LE POLICY-MIX FRANCO-ALLEMAND
4.1. POLITIQUES BUDGÉTAIRES, 1990-2006
L'Allemagne a connu, au début des années 1990, une dégradation de ses finances publiques, en lien avec la réunification allemande. De 1990 à 1993, toutefois, le déficit budgétaire s'est davantage creusé en France qu'en Allemagne : 4 points de PIB, contre seulement un point en Allemagne. La France a donc dû réaliser un ajustement particulièrement brutal pour ramener son déficit budgétaire de près de 6% du PIB en 1995 à 3% en 1997. Après l'examen de passage à l'euro de 1997, l'Allemagne et la France ont continué à réduire leurs déficits budgétaires jusqu'en 2000. En Allemagne, l'amélioration a été particulièrement marquée puisque le solde est devenu positif en 2000, pour la première fois depuis 1973 ( graphique 3 ).

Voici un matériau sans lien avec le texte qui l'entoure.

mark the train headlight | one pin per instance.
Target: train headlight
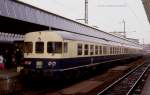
(51, 64)
(39, 64)
(27, 62)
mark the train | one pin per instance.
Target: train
(57, 52)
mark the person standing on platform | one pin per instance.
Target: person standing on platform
(2, 63)
(18, 57)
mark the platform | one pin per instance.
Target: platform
(146, 88)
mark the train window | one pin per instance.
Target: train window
(79, 49)
(65, 47)
(104, 50)
(91, 49)
(54, 47)
(39, 47)
(28, 47)
(86, 49)
(111, 50)
(100, 50)
(96, 50)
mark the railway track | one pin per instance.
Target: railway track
(126, 84)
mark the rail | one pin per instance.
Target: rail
(131, 79)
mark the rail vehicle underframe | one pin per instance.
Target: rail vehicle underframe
(63, 66)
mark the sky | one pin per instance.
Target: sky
(107, 15)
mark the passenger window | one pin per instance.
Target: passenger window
(104, 50)
(79, 49)
(111, 50)
(65, 47)
(91, 49)
(96, 50)
(86, 49)
(39, 47)
(100, 50)
(54, 47)
(28, 47)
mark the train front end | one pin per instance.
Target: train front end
(42, 53)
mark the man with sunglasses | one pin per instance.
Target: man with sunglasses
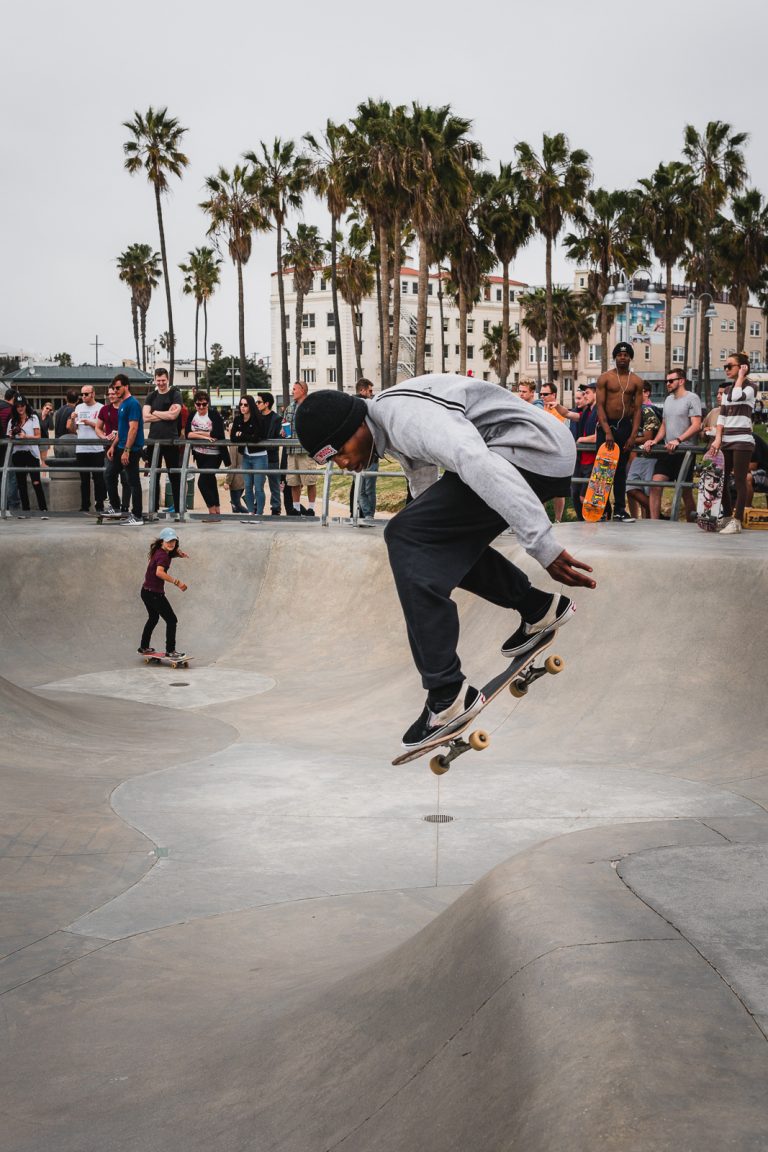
(89, 452)
(679, 425)
(124, 453)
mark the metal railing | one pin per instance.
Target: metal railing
(188, 470)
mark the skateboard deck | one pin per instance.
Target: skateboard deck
(164, 658)
(712, 471)
(601, 482)
(518, 675)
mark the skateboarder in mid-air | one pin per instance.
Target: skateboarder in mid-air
(502, 460)
(153, 592)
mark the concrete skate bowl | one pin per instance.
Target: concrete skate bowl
(571, 960)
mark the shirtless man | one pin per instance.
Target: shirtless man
(620, 406)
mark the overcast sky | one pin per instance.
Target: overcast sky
(621, 81)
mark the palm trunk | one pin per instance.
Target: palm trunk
(503, 345)
(299, 319)
(134, 310)
(462, 334)
(442, 320)
(172, 341)
(383, 303)
(421, 308)
(283, 339)
(550, 317)
(396, 300)
(358, 343)
(241, 330)
(334, 296)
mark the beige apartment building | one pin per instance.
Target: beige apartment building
(643, 324)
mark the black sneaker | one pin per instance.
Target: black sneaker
(527, 635)
(432, 724)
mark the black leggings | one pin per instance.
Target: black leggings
(157, 605)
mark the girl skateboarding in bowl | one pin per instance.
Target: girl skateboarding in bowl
(153, 591)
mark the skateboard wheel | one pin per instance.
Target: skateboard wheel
(479, 740)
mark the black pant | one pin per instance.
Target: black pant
(441, 542)
(28, 460)
(167, 455)
(622, 431)
(206, 480)
(157, 605)
(131, 480)
(91, 464)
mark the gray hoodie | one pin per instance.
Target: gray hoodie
(480, 432)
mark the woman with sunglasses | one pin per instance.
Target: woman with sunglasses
(24, 429)
(246, 431)
(204, 429)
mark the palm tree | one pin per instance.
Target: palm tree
(436, 163)
(533, 311)
(282, 175)
(303, 255)
(139, 268)
(200, 277)
(666, 218)
(235, 209)
(716, 158)
(607, 237)
(495, 347)
(507, 220)
(356, 281)
(557, 182)
(329, 180)
(154, 148)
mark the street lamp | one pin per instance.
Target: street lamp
(691, 311)
(621, 296)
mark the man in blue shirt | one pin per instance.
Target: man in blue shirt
(124, 454)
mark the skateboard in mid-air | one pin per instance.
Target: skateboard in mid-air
(712, 471)
(518, 675)
(164, 658)
(601, 482)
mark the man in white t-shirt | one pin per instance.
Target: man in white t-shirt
(89, 449)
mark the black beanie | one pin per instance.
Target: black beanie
(326, 421)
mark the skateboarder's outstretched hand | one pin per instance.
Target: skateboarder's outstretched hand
(563, 569)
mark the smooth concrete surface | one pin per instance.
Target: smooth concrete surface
(227, 924)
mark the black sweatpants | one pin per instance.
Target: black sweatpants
(157, 605)
(440, 542)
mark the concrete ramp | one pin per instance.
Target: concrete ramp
(229, 923)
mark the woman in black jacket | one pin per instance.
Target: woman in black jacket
(203, 429)
(246, 431)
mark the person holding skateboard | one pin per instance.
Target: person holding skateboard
(502, 460)
(620, 404)
(153, 592)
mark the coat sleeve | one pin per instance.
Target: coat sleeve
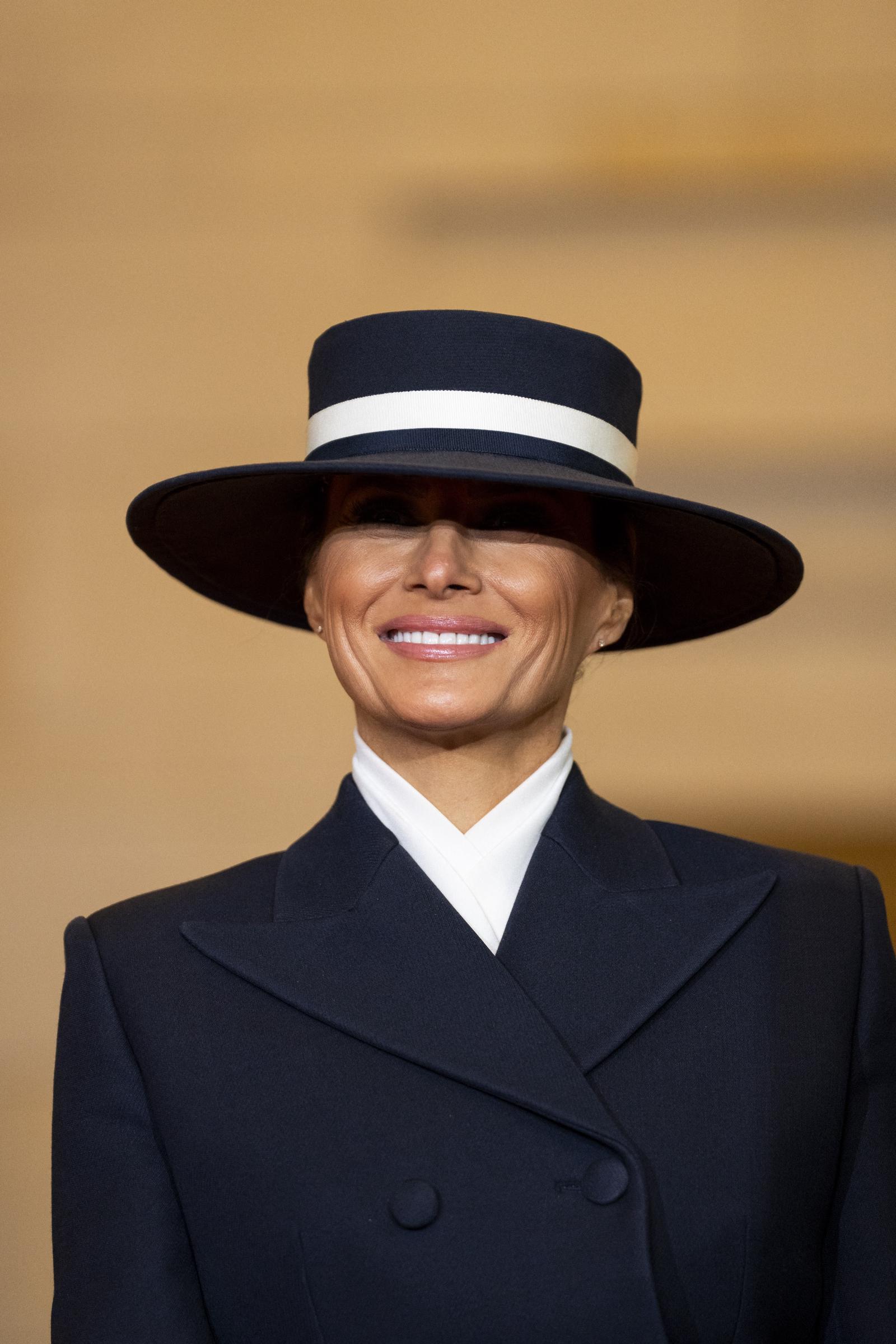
(123, 1262)
(860, 1248)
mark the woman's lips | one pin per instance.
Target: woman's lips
(442, 639)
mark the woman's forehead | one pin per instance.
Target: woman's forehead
(423, 487)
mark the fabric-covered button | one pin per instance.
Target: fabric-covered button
(416, 1203)
(605, 1179)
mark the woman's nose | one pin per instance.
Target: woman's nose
(444, 561)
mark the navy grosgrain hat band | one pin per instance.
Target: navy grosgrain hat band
(460, 420)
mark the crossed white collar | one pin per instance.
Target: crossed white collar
(480, 871)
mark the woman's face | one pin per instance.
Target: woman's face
(457, 605)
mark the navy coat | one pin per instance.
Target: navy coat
(301, 1103)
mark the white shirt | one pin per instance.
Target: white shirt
(480, 871)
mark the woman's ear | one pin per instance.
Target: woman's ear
(615, 619)
(312, 603)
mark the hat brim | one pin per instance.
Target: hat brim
(235, 535)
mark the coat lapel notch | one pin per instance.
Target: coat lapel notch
(604, 933)
(362, 940)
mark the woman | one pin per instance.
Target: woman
(483, 1057)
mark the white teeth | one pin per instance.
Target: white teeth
(438, 637)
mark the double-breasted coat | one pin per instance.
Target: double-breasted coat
(301, 1103)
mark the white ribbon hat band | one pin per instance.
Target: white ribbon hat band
(499, 412)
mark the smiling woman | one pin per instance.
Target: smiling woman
(481, 1057)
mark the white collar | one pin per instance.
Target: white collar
(479, 871)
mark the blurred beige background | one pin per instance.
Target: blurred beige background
(194, 190)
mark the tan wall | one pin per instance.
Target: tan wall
(194, 192)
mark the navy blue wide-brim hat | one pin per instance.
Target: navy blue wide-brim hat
(487, 397)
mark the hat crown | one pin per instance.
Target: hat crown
(470, 351)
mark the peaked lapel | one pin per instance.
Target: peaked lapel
(602, 933)
(362, 940)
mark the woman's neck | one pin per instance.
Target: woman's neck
(464, 776)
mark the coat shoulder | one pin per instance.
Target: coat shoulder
(704, 857)
(244, 892)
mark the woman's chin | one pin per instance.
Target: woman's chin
(445, 716)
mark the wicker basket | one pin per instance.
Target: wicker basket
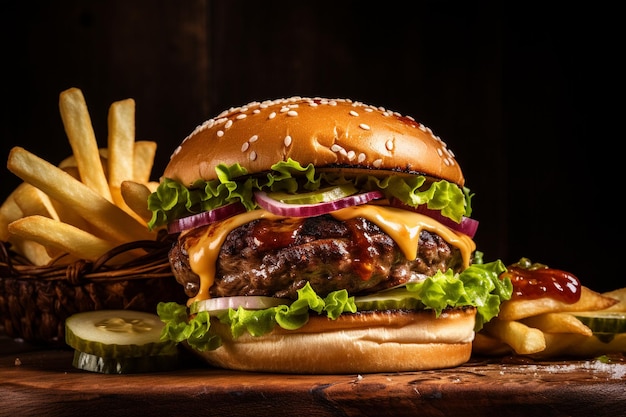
(36, 300)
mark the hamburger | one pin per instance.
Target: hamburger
(317, 235)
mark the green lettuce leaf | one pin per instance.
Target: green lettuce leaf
(173, 200)
(478, 286)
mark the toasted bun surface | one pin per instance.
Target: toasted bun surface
(323, 132)
(383, 341)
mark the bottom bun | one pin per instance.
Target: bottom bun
(366, 342)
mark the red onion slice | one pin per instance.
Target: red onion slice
(311, 210)
(467, 226)
(220, 304)
(206, 217)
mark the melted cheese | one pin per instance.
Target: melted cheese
(403, 226)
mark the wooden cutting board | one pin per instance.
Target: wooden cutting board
(43, 382)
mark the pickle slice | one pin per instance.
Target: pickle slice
(395, 299)
(323, 195)
(609, 322)
(117, 334)
(104, 365)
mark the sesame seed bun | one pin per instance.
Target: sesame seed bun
(324, 132)
(375, 341)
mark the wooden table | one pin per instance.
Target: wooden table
(42, 382)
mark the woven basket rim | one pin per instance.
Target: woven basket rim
(153, 264)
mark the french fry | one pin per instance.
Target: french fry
(35, 252)
(82, 138)
(521, 308)
(135, 196)
(121, 142)
(620, 295)
(143, 160)
(62, 236)
(9, 211)
(557, 323)
(577, 345)
(108, 220)
(523, 340)
(32, 200)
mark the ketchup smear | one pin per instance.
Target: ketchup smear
(544, 282)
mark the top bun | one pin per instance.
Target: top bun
(324, 132)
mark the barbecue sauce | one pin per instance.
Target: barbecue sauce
(534, 283)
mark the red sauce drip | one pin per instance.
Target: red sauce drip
(268, 236)
(362, 251)
(544, 282)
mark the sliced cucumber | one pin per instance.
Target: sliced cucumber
(399, 298)
(611, 322)
(117, 334)
(322, 195)
(155, 363)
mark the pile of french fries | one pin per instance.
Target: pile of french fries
(91, 202)
(547, 328)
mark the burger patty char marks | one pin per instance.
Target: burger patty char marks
(276, 258)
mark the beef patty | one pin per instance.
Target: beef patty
(277, 257)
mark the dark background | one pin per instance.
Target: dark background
(528, 98)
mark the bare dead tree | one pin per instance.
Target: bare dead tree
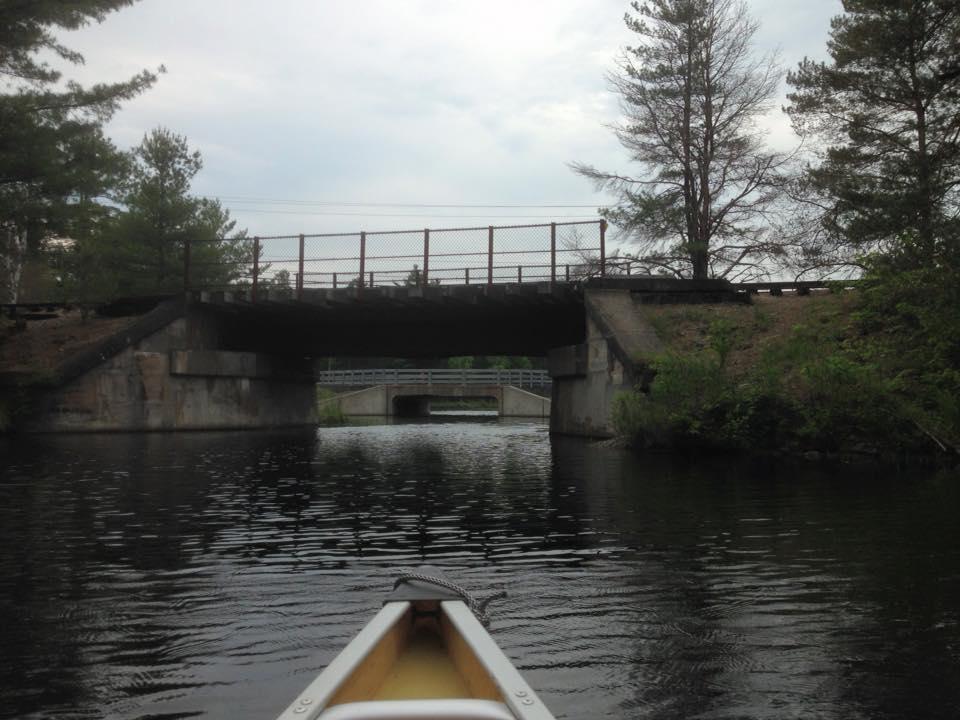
(691, 93)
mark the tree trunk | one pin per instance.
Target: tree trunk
(13, 251)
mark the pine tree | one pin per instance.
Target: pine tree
(887, 108)
(141, 250)
(691, 92)
(54, 158)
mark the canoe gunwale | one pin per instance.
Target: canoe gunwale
(317, 695)
(516, 694)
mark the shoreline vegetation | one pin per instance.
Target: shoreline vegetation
(851, 375)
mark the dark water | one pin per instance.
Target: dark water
(213, 575)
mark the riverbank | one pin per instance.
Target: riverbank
(788, 374)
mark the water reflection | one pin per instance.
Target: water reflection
(213, 574)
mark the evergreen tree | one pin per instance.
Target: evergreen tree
(691, 91)
(141, 250)
(887, 107)
(54, 158)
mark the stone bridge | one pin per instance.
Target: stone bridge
(217, 360)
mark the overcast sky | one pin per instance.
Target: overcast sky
(300, 104)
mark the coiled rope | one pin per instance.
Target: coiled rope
(477, 607)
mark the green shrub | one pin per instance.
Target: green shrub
(328, 409)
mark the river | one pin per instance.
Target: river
(212, 575)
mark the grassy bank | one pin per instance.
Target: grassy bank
(785, 374)
(328, 409)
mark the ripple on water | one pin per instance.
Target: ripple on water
(213, 575)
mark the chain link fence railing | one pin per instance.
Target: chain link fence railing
(554, 252)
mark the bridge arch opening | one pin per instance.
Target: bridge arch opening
(423, 405)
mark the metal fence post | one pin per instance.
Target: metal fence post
(186, 265)
(553, 253)
(603, 247)
(426, 255)
(490, 255)
(256, 268)
(363, 256)
(300, 271)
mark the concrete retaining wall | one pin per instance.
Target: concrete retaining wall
(587, 377)
(155, 385)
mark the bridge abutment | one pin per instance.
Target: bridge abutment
(155, 381)
(619, 343)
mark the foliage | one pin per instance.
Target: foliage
(911, 331)
(141, 249)
(55, 162)
(691, 91)
(721, 337)
(887, 108)
(810, 390)
(328, 409)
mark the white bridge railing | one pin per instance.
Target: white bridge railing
(356, 378)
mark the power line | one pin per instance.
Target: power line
(376, 214)
(449, 206)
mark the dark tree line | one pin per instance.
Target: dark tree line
(79, 218)
(880, 118)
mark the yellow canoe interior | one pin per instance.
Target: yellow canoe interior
(421, 657)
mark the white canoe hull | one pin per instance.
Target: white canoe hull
(429, 660)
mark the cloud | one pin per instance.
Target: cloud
(421, 102)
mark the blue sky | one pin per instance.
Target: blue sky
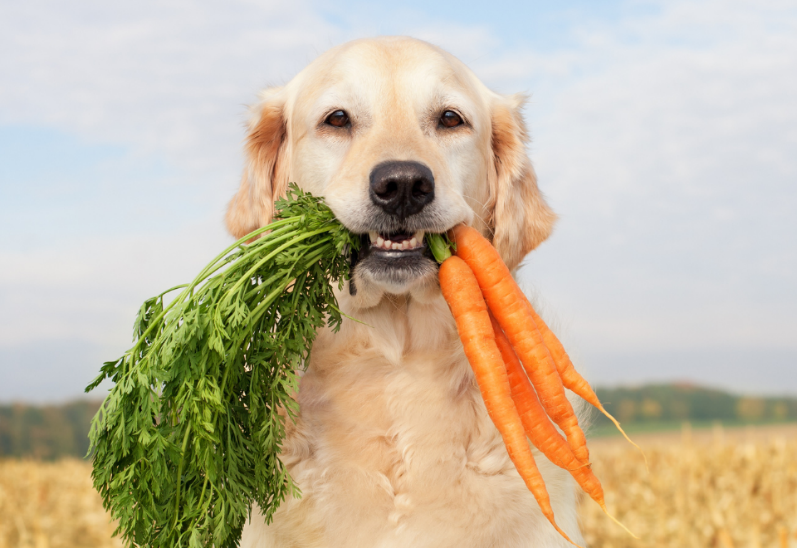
(664, 134)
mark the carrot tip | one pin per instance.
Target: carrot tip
(564, 534)
(617, 521)
(620, 428)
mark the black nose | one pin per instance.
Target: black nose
(402, 188)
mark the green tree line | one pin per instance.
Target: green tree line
(54, 431)
(681, 402)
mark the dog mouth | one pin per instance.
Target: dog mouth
(397, 241)
(394, 260)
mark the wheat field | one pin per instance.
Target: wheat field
(710, 489)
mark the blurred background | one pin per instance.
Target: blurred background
(664, 135)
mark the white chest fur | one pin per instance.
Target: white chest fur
(394, 448)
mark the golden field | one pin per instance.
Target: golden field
(735, 488)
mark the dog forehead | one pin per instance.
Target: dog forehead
(367, 73)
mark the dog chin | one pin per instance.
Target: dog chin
(378, 272)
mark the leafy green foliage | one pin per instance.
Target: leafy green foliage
(189, 436)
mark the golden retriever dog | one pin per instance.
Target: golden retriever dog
(393, 446)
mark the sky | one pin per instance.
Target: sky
(664, 134)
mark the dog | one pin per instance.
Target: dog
(393, 446)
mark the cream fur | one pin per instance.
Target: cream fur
(393, 446)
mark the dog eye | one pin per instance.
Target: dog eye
(450, 119)
(339, 118)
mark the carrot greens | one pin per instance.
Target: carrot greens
(189, 435)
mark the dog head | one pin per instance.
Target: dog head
(401, 139)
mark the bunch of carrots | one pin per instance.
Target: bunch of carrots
(520, 366)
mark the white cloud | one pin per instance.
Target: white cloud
(665, 139)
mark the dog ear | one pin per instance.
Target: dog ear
(520, 218)
(265, 174)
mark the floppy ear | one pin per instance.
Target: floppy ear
(265, 174)
(520, 218)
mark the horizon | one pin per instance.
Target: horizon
(662, 134)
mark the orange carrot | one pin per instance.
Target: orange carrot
(508, 304)
(540, 430)
(461, 292)
(571, 378)
(538, 427)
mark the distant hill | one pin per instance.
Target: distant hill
(685, 402)
(46, 432)
(53, 431)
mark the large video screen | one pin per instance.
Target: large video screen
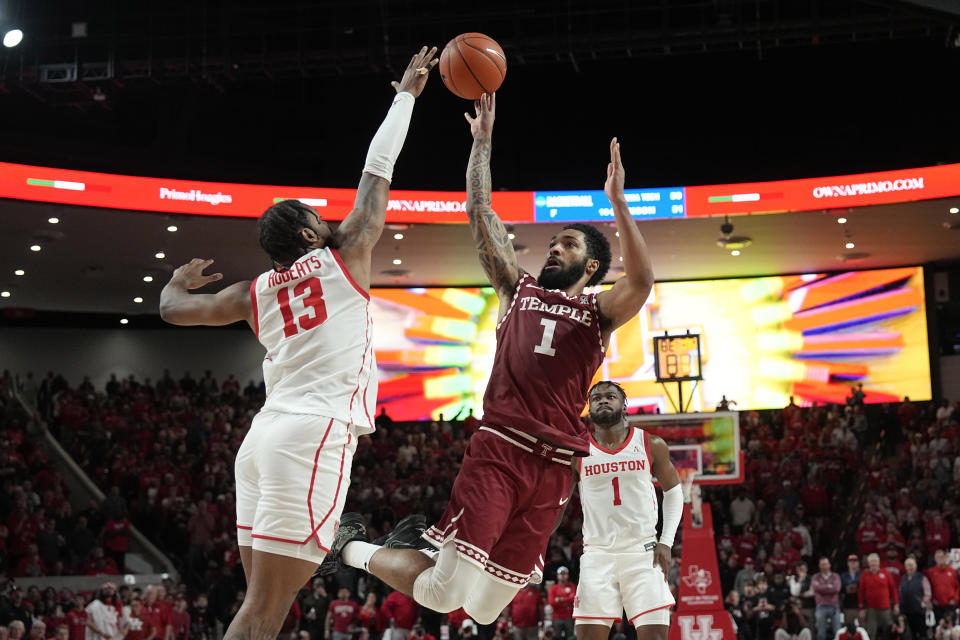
(811, 336)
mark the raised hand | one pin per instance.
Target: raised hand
(485, 109)
(190, 275)
(613, 187)
(415, 76)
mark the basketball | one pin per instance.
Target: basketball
(472, 64)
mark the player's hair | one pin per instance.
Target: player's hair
(279, 229)
(623, 394)
(598, 248)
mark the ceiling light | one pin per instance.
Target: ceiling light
(12, 38)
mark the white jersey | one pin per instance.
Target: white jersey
(620, 507)
(314, 321)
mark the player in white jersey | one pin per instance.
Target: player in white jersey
(311, 314)
(624, 566)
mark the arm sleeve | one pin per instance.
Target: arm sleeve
(386, 144)
(672, 511)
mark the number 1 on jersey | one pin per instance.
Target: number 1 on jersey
(616, 490)
(545, 344)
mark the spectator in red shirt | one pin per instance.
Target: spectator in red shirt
(180, 620)
(159, 610)
(907, 412)
(878, 595)
(893, 565)
(526, 611)
(419, 633)
(401, 612)
(938, 533)
(456, 620)
(341, 615)
(560, 597)
(868, 537)
(140, 625)
(77, 619)
(116, 541)
(369, 616)
(945, 589)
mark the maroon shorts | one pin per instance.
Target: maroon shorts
(503, 507)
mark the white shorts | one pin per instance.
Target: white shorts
(292, 473)
(613, 582)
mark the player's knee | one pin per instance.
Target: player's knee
(482, 614)
(430, 590)
(487, 602)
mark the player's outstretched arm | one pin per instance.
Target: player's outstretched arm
(625, 299)
(497, 257)
(669, 479)
(179, 306)
(362, 227)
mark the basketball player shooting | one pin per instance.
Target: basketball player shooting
(516, 476)
(624, 566)
(311, 314)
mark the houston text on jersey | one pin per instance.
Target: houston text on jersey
(614, 467)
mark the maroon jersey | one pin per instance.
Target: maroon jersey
(548, 348)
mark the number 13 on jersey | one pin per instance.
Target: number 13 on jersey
(315, 311)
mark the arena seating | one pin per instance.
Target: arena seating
(163, 454)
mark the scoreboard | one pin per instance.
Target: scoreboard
(677, 358)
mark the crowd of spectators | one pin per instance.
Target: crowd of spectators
(163, 453)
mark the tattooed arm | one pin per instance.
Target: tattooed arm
(360, 231)
(497, 257)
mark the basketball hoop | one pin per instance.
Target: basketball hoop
(686, 482)
(691, 494)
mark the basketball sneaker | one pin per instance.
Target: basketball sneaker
(408, 534)
(351, 528)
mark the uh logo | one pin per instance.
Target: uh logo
(703, 631)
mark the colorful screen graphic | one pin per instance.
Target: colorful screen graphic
(762, 340)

Ces évolutions des finances publiques dans les deux pays ont été marquées par les inflexions de la croissance, et en particulier par la croissance négative de 1993 et le pic de croissance de 2000. Depuis 1992, les deux pays ont connu des cycles d'activité similaires, la France ayant bénéficié d'une croissance plus élevée de 0,8 point de pourcentage en moyenne par rapport à l'Allemagne à partir de 1996 ( graphique 4 ). Si l'on corrige les soldes budgétaires du cycle d'activité ( graphique 5 ), on se rend compte que les deux pays ont suivi la même politique de redressement du solde structurel de 1996 à 1999. Le relâchement de la politique budgétaire a commencé en 2000 dans les deux pays mais il s'est accentué davantage en Allemagne qu'en France en 2001. La France a « rattrapé » le solde structurel allemand en 2002 et a continué de creuser le déficit structurel en 2003, alors que l'Allemagne commençait à redresser son solde. De 2004 à 2006, les deux pays ont poursuivi parallèlement leurs efforts d'assainissement budgétaire.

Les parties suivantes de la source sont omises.